School of Automation, Guangdong University of Technology, Guangzhou 510006, China; Guangdong Key Laboratory of IoT Information Technology, Guangdong University of Technology, Guangzhou 510006, China.
School of Automation, Guangdong University of Technology, Guangzhou 510006, China; Key Laboratory of Intelligent Information Processing and System Integration of IoT, Ministry of Education, Guangzhou 510006, China; Guangdong-HongKong-Macao Joint Laboratory for Smart Discrete Manufacturing, Guangzhou 510006, China.
Neural Netw. 2024 Jul;175:106282. doi: 10.1016/j.neunet.2024.106282. Epub 2024 Mar 28.
Tensor-based multi-view spectral clustering algorithms use tensors to model the structure of multi-dimensional data to take advantage of the complementary information and high-order correlations embedded in the graph, thus achieving impressive clustering performance. However, these algorithms use linear models to obtain consensus, which prevents the learned consensus from adequately representing the nonlinear structure of complex data. In order to address this issue, we propose a method called Generalized Latent Multi-View Clustering with Tensorized Bipartite Graph (GLMC-TBG). Specifically, in this paper we introduce neural networks to learn highly nonlinear mappings that encode nonlinear structures in graphs into latent representations. In addition, multiple views share the same latent consensus through nonlinear interactions. In this way, a more comprehensive common representation from multiple views can be achieved. An Augmented Lagrangian Multiplier with Alternating Direction Minimization (ALM-ADM) framework is designed to optimize the model. Experiments on seven real-world data sets verify that the proposed algorithm is superior to state-of-the-art algorithms.

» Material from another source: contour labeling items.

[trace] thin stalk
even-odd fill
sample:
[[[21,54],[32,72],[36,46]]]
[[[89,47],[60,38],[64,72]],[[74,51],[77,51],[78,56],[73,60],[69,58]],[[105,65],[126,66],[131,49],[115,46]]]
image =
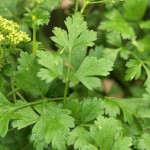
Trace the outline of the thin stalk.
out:
[[[84,12],[84,10],[85,10],[85,8],[86,8],[86,6],[89,4],[89,2],[85,2],[84,4],[83,4],[83,7],[82,7],[82,9],[81,9],[81,14],[83,14],[83,12]]]
[[[143,66],[143,68],[144,68],[144,70],[146,71],[146,73],[148,74],[149,73],[149,69],[146,67],[146,65],[144,64],[144,62],[137,56],[137,55],[135,55],[132,51],[129,51],[130,52],[130,54],[136,59],[136,60],[138,60],[140,63],[141,63],[141,65]]]
[[[18,97],[19,97],[21,100],[23,100],[23,101],[26,102],[25,98],[24,98],[19,92],[16,92],[16,94],[18,95]]]
[[[12,94],[16,93],[16,92],[19,91],[19,90],[20,90],[20,88],[16,88],[16,89],[12,90],[11,92],[9,92],[9,93],[7,94],[7,97],[11,96]]]
[[[65,91],[64,91],[64,104],[66,104],[66,99],[67,99],[67,94],[68,94],[70,61],[71,61],[71,50],[69,50],[68,68],[67,68],[67,75],[66,75],[66,79],[65,79],[66,80],[66,84],[65,84]]]
[[[14,84],[13,84],[13,79],[12,79],[12,78],[11,78],[11,88],[12,88],[12,91],[15,90],[15,87],[14,87]],[[14,103],[16,103],[16,101],[17,101],[16,93],[15,93],[15,92],[13,93],[13,101],[14,101]]]
[[[60,100],[63,100],[63,97],[48,98],[48,99],[44,100],[44,102],[60,101]],[[16,110],[19,110],[19,109],[22,109],[22,108],[25,108],[25,107],[29,107],[29,106],[38,105],[38,104],[41,104],[41,103],[43,103],[43,99],[38,100],[38,101],[36,101],[36,102],[30,102],[30,103],[27,103],[27,104],[25,104],[25,105],[19,106],[18,108],[16,108]]]
[[[33,46],[32,46],[32,54],[35,55],[36,54],[36,23],[34,22],[32,25],[33,28]]]
[[[99,3],[104,3],[106,1],[95,1],[95,2],[89,2],[89,4],[99,4]]]
[[[80,1],[80,0],[76,0],[75,11],[78,11],[79,1]]]

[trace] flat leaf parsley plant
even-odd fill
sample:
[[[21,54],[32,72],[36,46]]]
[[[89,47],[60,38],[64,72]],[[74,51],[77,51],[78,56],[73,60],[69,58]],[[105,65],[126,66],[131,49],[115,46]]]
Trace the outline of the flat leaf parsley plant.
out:
[[[60,2],[0,2],[0,150],[149,150],[147,0],[72,1],[49,41]]]

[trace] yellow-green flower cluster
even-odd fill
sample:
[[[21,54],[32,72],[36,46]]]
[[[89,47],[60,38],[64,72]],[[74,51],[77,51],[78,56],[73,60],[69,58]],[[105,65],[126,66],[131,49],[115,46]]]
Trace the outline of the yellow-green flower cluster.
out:
[[[29,36],[19,30],[19,25],[0,16],[0,42],[17,45],[30,41]]]

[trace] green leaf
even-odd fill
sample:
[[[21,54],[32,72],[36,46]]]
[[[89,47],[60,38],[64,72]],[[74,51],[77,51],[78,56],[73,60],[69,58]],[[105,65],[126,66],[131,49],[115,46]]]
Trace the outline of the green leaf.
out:
[[[115,32],[109,32],[106,35],[107,37],[107,42],[115,45],[117,47],[121,47],[122,46],[122,40],[121,40],[121,36]]]
[[[97,150],[97,148],[92,145],[93,140],[90,133],[84,127],[76,127],[73,129],[68,137],[68,145],[73,145],[74,149],[80,150]]]
[[[134,122],[134,114],[136,113],[136,109],[141,106],[141,103],[138,104],[137,99],[136,105],[134,99],[124,100],[117,98],[109,98],[105,99],[103,102],[105,105],[106,114],[109,114],[109,116],[116,116],[117,114],[120,114],[120,111],[122,111],[125,122],[129,122],[130,124]]]
[[[0,145],[0,150],[9,150],[7,147]]]
[[[9,120],[13,114],[14,110],[3,112],[0,116],[0,135],[4,137],[8,131]]]
[[[0,93],[0,135],[4,137],[8,131],[9,120],[15,111],[14,105]]]
[[[113,63],[110,60],[96,57],[86,57],[75,74],[80,82],[93,90],[100,86],[100,81],[92,76],[107,76],[112,70]],[[73,81],[74,82],[74,81]]]
[[[129,58],[130,52],[125,47],[120,47],[120,57],[127,60]]]
[[[94,49],[91,49],[89,51],[89,56],[93,56],[93,57],[96,57],[96,58],[102,58],[103,56],[103,52],[104,52],[104,47],[103,46],[96,46]]]
[[[105,48],[103,57],[107,60],[111,60],[113,63],[116,61],[119,49]]]
[[[25,103],[21,103],[22,105]],[[38,115],[33,111],[31,107],[21,108],[13,114],[13,128],[18,128],[18,130],[34,124]]]
[[[150,150],[150,134],[144,133],[139,139],[138,148],[141,150]]]
[[[72,50],[76,46],[93,46],[96,40],[96,32],[87,29],[87,23],[83,20],[80,13],[68,17],[65,21],[67,32],[55,27],[51,39],[65,50]],[[74,32],[76,31],[76,32]]]
[[[142,29],[150,29],[150,20],[142,21],[140,27]]]
[[[115,117],[120,114],[120,108],[111,100],[104,100],[105,114],[110,117]]]
[[[97,98],[86,98],[82,102],[72,100],[67,104],[66,108],[72,111],[71,116],[77,122],[83,124],[93,121],[97,116],[104,113],[104,104],[101,99]]]
[[[138,116],[141,118],[150,118],[150,109],[149,108],[139,108],[138,109]]]
[[[6,18],[16,18],[25,12],[25,7],[28,7],[31,0],[6,0],[0,1],[0,15]]]
[[[70,113],[69,110],[52,106],[44,108],[32,129],[31,141],[34,141],[36,150],[43,150],[50,143],[53,149],[66,149],[67,135],[70,128],[74,127]]]
[[[16,85],[26,92],[34,95],[45,95],[49,88],[49,84],[41,81],[37,76],[40,66],[35,56],[28,55],[26,52],[20,54],[18,59],[18,72],[15,75]]]
[[[118,138],[121,138],[121,122],[114,118],[104,118],[99,116],[95,121],[95,126],[91,126],[90,133],[96,145],[102,150],[109,150],[115,146]],[[119,143],[118,143],[119,144]],[[128,144],[128,143],[124,143]],[[122,148],[119,147],[119,149]]]
[[[133,80],[140,78],[141,76],[141,62],[139,62],[138,60],[134,60],[134,59],[130,59],[127,64],[127,71],[126,71],[126,76],[125,79],[126,80]]]
[[[123,112],[125,122],[132,124],[134,122],[134,114],[137,109],[135,102],[131,102],[130,99],[111,99]],[[129,105],[130,103],[130,105]]]
[[[38,72],[38,76],[47,83],[51,82],[56,77],[63,75],[63,59],[57,53],[48,51],[38,51],[38,63],[44,68]]]
[[[37,26],[48,24],[50,13],[47,10],[44,10],[42,8],[35,8],[32,11],[27,9],[27,11],[28,13],[24,14],[25,20],[30,24],[31,27],[33,22]]]
[[[134,31],[131,27],[131,25],[129,25],[121,16],[121,14],[119,13],[119,11],[117,10],[113,10],[110,13],[108,13],[106,15],[106,17],[108,18],[108,20],[103,21],[100,24],[100,29],[102,30],[106,30],[108,32],[112,32],[116,33],[116,34],[121,34],[121,36],[124,39],[131,39],[133,37],[135,37]]]
[[[112,150],[131,150],[132,146],[132,138],[131,137],[124,137],[124,138],[118,138],[113,146]]]
[[[147,0],[125,0],[124,16],[128,20],[138,21],[142,19],[147,8]]]
[[[102,115],[104,104],[100,99],[85,99],[82,102],[81,121],[87,123]]]
[[[0,91],[6,92],[6,87],[9,85],[8,81],[5,80],[4,76],[0,73]]]
[[[40,0],[40,6],[52,11],[60,2],[61,0]]]

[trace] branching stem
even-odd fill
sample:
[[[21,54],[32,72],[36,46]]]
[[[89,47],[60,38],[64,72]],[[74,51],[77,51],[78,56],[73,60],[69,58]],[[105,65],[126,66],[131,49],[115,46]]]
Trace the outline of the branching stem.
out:
[[[68,58],[68,68],[67,68],[67,75],[66,75],[66,84],[65,84],[65,91],[64,91],[64,104],[66,104],[67,94],[68,94],[68,84],[69,84],[69,74],[70,74],[70,62],[71,62],[71,50],[69,50],[69,58]]]
[[[35,55],[37,51],[37,46],[36,46],[36,23],[33,22],[32,24],[33,28],[33,46],[32,46],[32,54]]]

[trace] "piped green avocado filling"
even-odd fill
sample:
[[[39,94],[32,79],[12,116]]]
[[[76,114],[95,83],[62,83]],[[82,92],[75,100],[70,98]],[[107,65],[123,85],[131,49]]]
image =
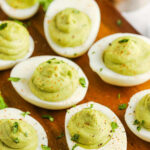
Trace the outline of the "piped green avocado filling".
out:
[[[27,29],[13,21],[2,23],[7,26],[0,30],[0,59],[17,60],[25,57],[30,47]]]
[[[23,120],[0,120],[1,150],[36,150],[36,130]]]
[[[150,71],[150,44],[134,36],[119,37],[105,49],[103,61],[122,75],[146,73]]]
[[[71,140],[88,149],[98,149],[112,137],[111,122],[107,116],[94,109],[83,109],[69,120]]]
[[[136,105],[135,118],[145,129],[150,130],[150,94],[145,95]]]
[[[69,98],[78,85],[77,70],[55,58],[40,64],[29,81],[33,94],[42,100],[51,102]]]
[[[52,40],[62,47],[77,47],[88,38],[91,20],[83,12],[67,8],[49,21],[49,34]]]
[[[15,9],[26,9],[35,5],[37,0],[6,0],[6,2]]]

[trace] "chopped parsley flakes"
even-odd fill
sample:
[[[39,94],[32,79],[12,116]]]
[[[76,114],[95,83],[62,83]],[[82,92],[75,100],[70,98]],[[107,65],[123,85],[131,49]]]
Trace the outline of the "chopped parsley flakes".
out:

基于张量的多视图谱聚类算法使用张量来对多维数据的结构进行建模,以充分利用图中嵌入的互补信息和高阶相关性,从而实现令人印象深刻的聚类性能。然而,这些算法使用线性模型来获得共识,这使得学习到的共识无法充分表示复杂数据的非线性结构。为了解决这个问题,我们提出了一种称为基于张量二分图的广义潜在多视图聚类(GLMC-TBG)的方法。具体来说,在本文中,我们引入神经网络来学习高度非线性的映射,将图中的非线性结构编码为潜在表示。此外,多个视图通过非线性相互作用共享相同的潜在共识。通过这种方式,可以从多个视图中获得更全面的共同表示。设计了带有交替方向最小化的增广拉格朗日乘子(ALM-ADM)框架来优化模型。在七个真实数据集上的实验验证了所提出算法优于最先进的算法。